Let’s Negotiate! A Survey of Negotiation Dialogue Systems
Haolan Zhan | Yufei Wang | Zhuang Li | Tao Feng | Yuncheng Hua | Suraj Sharma | Lizhen Qu | Zhaleh Semnani Azad | Ingrid Zukerman | Reza Haf
Findings of the Association for Computational Linguistics: EACL 2024
Haolan Zhan | Yufei Wang | Zhuang Li | Tao Feng | Yuncheng Hua | Suraj Sharma | Lizhen Qu | Zhaleh Semnani Azad | Ingrid Zukerman | Reza Haf
Findings of the Association for Computational Linguistics: EACL 2024
Negotiation is a crucial ability in human communication. Recently, there has been a resurgent research interest in negotiation dialogue systems, whose goal is to create intelligent agents that can assist people in resolving conflicts or reaching agreements.

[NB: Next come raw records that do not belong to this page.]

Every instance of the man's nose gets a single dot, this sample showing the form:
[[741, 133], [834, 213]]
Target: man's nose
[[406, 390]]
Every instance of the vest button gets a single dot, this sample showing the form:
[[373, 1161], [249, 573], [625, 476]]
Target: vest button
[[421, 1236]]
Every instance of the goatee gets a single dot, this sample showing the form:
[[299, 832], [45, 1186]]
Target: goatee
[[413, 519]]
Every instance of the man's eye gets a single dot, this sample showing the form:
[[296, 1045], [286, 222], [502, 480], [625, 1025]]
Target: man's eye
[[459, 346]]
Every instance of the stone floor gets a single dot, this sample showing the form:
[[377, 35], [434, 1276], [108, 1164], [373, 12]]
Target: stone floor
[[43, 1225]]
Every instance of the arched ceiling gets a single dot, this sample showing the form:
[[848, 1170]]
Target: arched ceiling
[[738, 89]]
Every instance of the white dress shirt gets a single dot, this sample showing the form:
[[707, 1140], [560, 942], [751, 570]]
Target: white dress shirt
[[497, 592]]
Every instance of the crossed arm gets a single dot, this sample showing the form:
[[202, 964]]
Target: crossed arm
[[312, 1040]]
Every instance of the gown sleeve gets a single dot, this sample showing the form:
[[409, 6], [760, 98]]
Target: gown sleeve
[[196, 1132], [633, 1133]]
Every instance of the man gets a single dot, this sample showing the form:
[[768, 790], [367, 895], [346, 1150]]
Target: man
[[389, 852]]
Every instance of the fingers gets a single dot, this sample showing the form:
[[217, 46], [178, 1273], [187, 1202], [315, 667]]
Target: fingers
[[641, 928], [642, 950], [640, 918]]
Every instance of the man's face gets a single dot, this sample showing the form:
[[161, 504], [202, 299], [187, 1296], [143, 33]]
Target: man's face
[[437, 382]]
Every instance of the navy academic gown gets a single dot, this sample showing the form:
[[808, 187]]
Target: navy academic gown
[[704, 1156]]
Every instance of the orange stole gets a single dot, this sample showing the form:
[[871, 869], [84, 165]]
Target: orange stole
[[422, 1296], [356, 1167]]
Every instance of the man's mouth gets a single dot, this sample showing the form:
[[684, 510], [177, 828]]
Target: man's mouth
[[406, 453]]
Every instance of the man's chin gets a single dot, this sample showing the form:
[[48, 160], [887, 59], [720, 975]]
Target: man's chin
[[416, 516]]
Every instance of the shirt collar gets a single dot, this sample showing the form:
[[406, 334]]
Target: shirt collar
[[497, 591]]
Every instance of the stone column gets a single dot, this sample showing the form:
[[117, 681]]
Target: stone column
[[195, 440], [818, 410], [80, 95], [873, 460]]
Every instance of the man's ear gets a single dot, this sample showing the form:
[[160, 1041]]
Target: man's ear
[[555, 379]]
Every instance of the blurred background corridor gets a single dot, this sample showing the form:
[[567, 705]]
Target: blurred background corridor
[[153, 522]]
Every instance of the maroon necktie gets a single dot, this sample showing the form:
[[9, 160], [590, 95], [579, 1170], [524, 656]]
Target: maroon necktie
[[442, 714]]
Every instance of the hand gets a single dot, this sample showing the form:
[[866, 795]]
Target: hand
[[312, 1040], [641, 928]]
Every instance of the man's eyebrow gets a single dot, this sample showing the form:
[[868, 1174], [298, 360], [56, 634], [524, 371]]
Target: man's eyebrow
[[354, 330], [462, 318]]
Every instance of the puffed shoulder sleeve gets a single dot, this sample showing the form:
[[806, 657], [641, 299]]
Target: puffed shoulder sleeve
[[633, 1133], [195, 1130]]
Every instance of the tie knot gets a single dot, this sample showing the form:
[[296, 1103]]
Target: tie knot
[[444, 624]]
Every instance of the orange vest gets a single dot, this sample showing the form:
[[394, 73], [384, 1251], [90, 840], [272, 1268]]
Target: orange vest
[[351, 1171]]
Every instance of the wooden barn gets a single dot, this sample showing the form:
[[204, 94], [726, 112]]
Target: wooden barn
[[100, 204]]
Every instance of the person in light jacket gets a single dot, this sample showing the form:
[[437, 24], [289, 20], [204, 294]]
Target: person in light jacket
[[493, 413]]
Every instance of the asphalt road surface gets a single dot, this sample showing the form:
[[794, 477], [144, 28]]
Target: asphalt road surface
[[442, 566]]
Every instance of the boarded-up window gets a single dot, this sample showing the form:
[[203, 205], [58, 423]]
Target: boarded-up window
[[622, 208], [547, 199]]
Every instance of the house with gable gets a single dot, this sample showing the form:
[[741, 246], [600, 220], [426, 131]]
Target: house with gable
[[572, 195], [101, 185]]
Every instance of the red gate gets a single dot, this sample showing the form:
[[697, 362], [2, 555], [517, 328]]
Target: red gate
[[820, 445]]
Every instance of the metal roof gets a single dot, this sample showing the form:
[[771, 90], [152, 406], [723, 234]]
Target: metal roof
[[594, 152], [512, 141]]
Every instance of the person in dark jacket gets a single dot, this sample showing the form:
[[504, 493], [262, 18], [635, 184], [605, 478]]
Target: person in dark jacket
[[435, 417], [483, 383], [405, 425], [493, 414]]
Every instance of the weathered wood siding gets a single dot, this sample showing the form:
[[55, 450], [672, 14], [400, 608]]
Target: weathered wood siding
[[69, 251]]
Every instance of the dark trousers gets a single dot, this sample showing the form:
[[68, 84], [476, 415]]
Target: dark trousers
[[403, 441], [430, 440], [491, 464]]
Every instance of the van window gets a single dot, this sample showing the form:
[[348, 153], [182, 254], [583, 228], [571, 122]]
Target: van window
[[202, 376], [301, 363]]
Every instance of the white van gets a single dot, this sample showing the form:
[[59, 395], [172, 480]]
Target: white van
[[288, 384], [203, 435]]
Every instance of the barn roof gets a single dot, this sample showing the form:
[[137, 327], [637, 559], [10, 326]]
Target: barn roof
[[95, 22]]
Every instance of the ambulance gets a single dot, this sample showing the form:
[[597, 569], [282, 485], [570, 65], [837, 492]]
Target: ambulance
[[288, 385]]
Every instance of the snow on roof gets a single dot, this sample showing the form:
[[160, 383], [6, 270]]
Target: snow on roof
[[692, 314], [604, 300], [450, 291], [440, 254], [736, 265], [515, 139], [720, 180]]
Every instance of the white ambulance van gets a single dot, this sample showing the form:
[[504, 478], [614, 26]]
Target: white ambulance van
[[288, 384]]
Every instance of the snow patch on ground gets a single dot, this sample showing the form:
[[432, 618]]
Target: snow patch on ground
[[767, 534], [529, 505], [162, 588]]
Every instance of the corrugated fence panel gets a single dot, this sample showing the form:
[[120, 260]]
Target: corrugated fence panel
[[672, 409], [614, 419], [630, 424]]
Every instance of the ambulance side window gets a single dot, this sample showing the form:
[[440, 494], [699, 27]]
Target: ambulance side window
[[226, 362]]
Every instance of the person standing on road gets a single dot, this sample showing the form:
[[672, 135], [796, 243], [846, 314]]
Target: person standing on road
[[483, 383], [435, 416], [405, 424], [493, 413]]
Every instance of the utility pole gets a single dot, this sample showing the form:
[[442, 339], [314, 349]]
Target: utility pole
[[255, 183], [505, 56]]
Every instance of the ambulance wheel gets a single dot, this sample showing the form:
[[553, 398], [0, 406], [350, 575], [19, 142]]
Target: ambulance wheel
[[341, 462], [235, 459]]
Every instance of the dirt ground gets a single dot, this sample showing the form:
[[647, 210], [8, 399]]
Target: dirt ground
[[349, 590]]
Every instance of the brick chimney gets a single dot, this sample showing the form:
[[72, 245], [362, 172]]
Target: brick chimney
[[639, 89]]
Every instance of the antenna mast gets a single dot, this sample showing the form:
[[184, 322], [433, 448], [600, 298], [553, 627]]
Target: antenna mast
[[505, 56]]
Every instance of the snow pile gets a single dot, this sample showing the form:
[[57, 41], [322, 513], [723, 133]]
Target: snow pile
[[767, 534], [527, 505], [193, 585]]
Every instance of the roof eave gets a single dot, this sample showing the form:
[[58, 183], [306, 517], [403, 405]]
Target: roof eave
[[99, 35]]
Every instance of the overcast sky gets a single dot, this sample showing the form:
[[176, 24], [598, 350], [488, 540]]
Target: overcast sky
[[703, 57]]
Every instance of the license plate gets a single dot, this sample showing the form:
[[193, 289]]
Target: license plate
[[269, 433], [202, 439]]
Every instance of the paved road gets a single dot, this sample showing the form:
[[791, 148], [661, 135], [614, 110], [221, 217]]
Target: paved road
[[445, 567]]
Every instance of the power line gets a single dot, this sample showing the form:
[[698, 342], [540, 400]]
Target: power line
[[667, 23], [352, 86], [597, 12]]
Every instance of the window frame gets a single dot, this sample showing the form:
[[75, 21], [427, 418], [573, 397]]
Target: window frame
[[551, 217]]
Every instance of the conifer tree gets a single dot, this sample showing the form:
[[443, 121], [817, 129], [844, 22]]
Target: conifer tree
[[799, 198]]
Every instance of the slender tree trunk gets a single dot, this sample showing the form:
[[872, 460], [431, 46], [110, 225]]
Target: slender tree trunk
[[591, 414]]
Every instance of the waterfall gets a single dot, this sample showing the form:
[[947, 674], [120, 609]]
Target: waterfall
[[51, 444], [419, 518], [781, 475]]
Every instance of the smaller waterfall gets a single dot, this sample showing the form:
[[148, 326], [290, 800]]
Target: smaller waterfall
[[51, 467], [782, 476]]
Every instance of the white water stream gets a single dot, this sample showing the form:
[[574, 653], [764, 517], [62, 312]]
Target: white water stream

Although there have been many explorations into negotiation dialogue systems, a systematic review of this task has not been performed to date. We aim to fill this gap by investigating recent studies in the field of negotiation dialogue systems, and covering benchmarks, evaluations and methodologies within the literature. We also discuss potential future directions, including multi-modal, multi-party and cross-cultural negotiation scenarios. Our goal is to provide the community with a systematic overview of negotiation dialogue systems and to inspire future research.